Hope restored

When Heather Spalding returned to Portland State after transferring to Oregon State about two years ago, she discovered that the same environmental club, of which she had once been a member, was on the verge collapse.

When Heather Spalding returned to Portland State after transferring to Oregon State about two years ago, she discovered that the same environmental club, of which she had once been a member, was on the verge collapse.

Struggling to continue might be a more apt description, as the abandoned club was desperately close to losing its student fee status and the funding that comes along with that designation.

Without leadership or a solid member base, the Portland State Environmental Club was in dire need of a spark. And that came in the form of a foursome of devoted, environmentally conscious students back in October 2007.

“We just jumped in,” Spalding said. “We didn’t know what we were doing.”

Spalding enlisted the assistance of then environmental sciences and management chair John Rueter to find her companions. Rueter delivered, bringing Spalding together with a few of his students: Becca Aaby, PJ Houser and Elsbeth Seymour.

The four students collaborated and quickly devised a plan to assure the club’s funding. But it was not easy. The Student Fee Committee completely cut its funding for the 2008-09 academic year, only after appealing twice was it restored.

Once funding was assured, the foursome began establishing the club’s goals.

“We realized the need was there at PSU,” Spalding said. “Here we talk a lot about sustainability, but it is not always accessible to students.

Spalding, currently a club member, said the primary objectives were to give students opportunities to get involved and let them know there are ways to help.

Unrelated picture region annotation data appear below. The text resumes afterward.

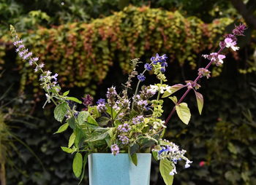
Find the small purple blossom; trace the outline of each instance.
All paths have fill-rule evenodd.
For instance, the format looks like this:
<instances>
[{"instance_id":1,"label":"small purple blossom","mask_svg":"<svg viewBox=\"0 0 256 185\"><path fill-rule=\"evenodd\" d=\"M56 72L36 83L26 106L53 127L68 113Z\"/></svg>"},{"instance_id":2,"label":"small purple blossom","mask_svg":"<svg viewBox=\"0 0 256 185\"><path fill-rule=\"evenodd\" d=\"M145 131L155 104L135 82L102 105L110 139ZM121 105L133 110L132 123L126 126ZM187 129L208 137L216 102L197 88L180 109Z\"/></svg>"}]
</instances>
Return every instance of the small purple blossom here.
<instances>
[{"instance_id":1,"label":"small purple blossom","mask_svg":"<svg viewBox=\"0 0 256 185\"><path fill-rule=\"evenodd\" d=\"M119 147L117 144L111 145L111 152L113 155L119 154Z\"/></svg>"},{"instance_id":2,"label":"small purple blossom","mask_svg":"<svg viewBox=\"0 0 256 185\"><path fill-rule=\"evenodd\" d=\"M210 78L211 71L204 68L198 68L198 75L201 76L206 76L207 79Z\"/></svg>"},{"instance_id":3,"label":"small purple blossom","mask_svg":"<svg viewBox=\"0 0 256 185\"><path fill-rule=\"evenodd\" d=\"M105 102L105 100L103 99L103 98L100 98L97 101L97 110L99 111L99 112L103 112L103 111L105 111L107 110L107 108L106 108L106 102Z\"/></svg>"},{"instance_id":4,"label":"small purple blossom","mask_svg":"<svg viewBox=\"0 0 256 185\"><path fill-rule=\"evenodd\" d=\"M165 68L161 68L160 71L162 73L165 73Z\"/></svg>"},{"instance_id":5,"label":"small purple blossom","mask_svg":"<svg viewBox=\"0 0 256 185\"><path fill-rule=\"evenodd\" d=\"M129 126L127 123L120 125L117 127L117 130L118 130L120 133L128 133L130 130L131 130L131 127Z\"/></svg>"},{"instance_id":6,"label":"small purple blossom","mask_svg":"<svg viewBox=\"0 0 256 185\"><path fill-rule=\"evenodd\" d=\"M129 143L129 138L127 136L124 135L118 135L119 140L121 141L122 144L128 144Z\"/></svg>"},{"instance_id":7,"label":"small purple blossom","mask_svg":"<svg viewBox=\"0 0 256 185\"><path fill-rule=\"evenodd\" d=\"M236 26L235 29L233 30L233 34L237 36L244 36L244 31L246 29L246 27L244 24L240 24Z\"/></svg>"},{"instance_id":8,"label":"small purple blossom","mask_svg":"<svg viewBox=\"0 0 256 185\"><path fill-rule=\"evenodd\" d=\"M157 53L156 57L151 57L150 60L154 64L157 64L157 63L166 62L167 58L167 57L165 54L162 55L162 56L159 56L158 53Z\"/></svg>"},{"instance_id":9,"label":"small purple blossom","mask_svg":"<svg viewBox=\"0 0 256 185\"><path fill-rule=\"evenodd\" d=\"M144 68L148 71L151 71L153 68L153 66L151 65L150 65L149 63L146 63L144 65Z\"/></svg>"},{"instance_id":10,"label":"small purple blossom","mask_svg":"<svg viewBox=\"0 0 256 185\"><path fill-rule=\"evenodd\" d=\"M231 49L234 51L236 51L239 49L238 47L236 47L236 41L230 39L230 38L226 38L225 39L224 42L226 43L226 47L231 47Z\"/></svg>"},{"instance_id":11,"label":"small purple blossom","mask_svg":"<svg viewBox=\"0 0 256 185\"><path fill-rule=\"evenodd\" d=\"M143 82L146 79L146 77L144 75L143 75L142 74L140 74L139 75L138 75L138 80L140 80L140 82Z\"/></svg>"},{"instance_id":12,"label":"small purple blossom","mask_svg":"<svg viewBox=\"0 0 256 185\"><path fill-rule=\"evenodd\" d=\"M94 98L90 95L86 95L85 98L82 98L83 99L83 104L88 107L89 106L92 105L92 101L94 101Z\"/></svg>"},{"instance_id":13,"label":"small purple blossom","mask_svg":"<svg viewBox=\"0 0 256 185\"><path fill-rule=\"evenodd\" d=\"M132 118L132 123L134 125L138 125L142 123L144 120L143 116L138 116L136 117Z\"/></svg>"},{"instance_id":14,"label":"small purple blossom","mask_svg":"<svg viewBox=\"0 0 256 185\"><path fill-rule=\"evenodd\" d=\"M58 76L58 74L55 74L53 76L52 76L52 79L54 79L54 81L57 81L57 76Z\"/></svg>"}]
</instances>

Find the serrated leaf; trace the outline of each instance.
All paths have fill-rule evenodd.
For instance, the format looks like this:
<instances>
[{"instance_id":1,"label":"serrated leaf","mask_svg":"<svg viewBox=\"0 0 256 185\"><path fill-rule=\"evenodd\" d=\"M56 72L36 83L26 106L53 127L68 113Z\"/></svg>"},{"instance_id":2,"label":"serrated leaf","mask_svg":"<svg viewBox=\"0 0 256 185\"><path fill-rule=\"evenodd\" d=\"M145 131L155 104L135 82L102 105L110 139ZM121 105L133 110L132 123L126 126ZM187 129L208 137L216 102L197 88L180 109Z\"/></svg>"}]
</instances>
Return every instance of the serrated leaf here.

Now that the Portland State Environmental Club is up and running with an active membership of 20 students and three student coordinators, Spalding admits that it is about five times more successful than she initially imagined a few years back.

Houser, one of three coordinators—with Lisa Meersman and Aaby being the others—said two campaigns have dominated the club’s activity this year: “Take Back the Tap” and working to bring learning gardens to campus.

Meersman is spearheading the efforts for the “Take Back the Tap” campaign, where the Environmental Club purchased 540 metal canteens and has sold a little more than 300 at a reduced price to make a profit to install water bottle refilling stations around campus.

A freshman from Tacoma, Wash., Meersman said that with slightly more than 300 canteens sold it should be enough to purchase one refilling station.

While the “Take Back the Tap” campaign is underway and picking up steam, Houser said the campus learning gardens project is still in somewhat of a planning stage.

On April 14, a forum was held to brainstorm ideas for the gardens project, which Houser said would ideally include several plots of land around campus devoted to gardens that professors could incorporate into their curriculum and student groups could utilize for hands-on experience.

The two campaigns combined to receive about $8,000 in funding from the $25 million matching grant for sustainability that Portland State received from the James F. and Marion L. Miller Foundation in September.

Outside the campaigns, the Environmental Club has assisted in numerous other efforts, however, there is one goal, above all else, that defines the group: getting students involved.

“We would like to have more opportunities for students to do tangible things,” Houser said. “We’re beginning to learn how to get students involved.”

The Environment Club’s role in bringing the “Blood, Guts and Gore” Internet telecast concerning voting and sustainability featuring former Vice President Al Gore to the South Park Blocks in October and sending about 30 students to the Power Shift 2009 conference in Washington D.C., is evidence of the group’s emerging influence.

But it is a different and novel focus that might define the club’s future.

A self-proclaimed optimism fiend, Meersman is the youngest coordinator at 19 and represents the club’s future. She has fresh take on how the Environmental Club can broaden its reach around campus and it has nothing to do with recycling or living sustainably.

“We really need to be compassionate about the Earth, but we also need to be compassionate about other people,” Meersman said. “I want to break down the barrier that either you are a radical environmentalist or you can’t be with us. No one is perfect.”

With that said, a bright future appears to lie ahead for a club once on the precipice of extinction, an occurrence that would have left the university housed in the South Park Blocks without an Environmental Club for the first time since the 1980s.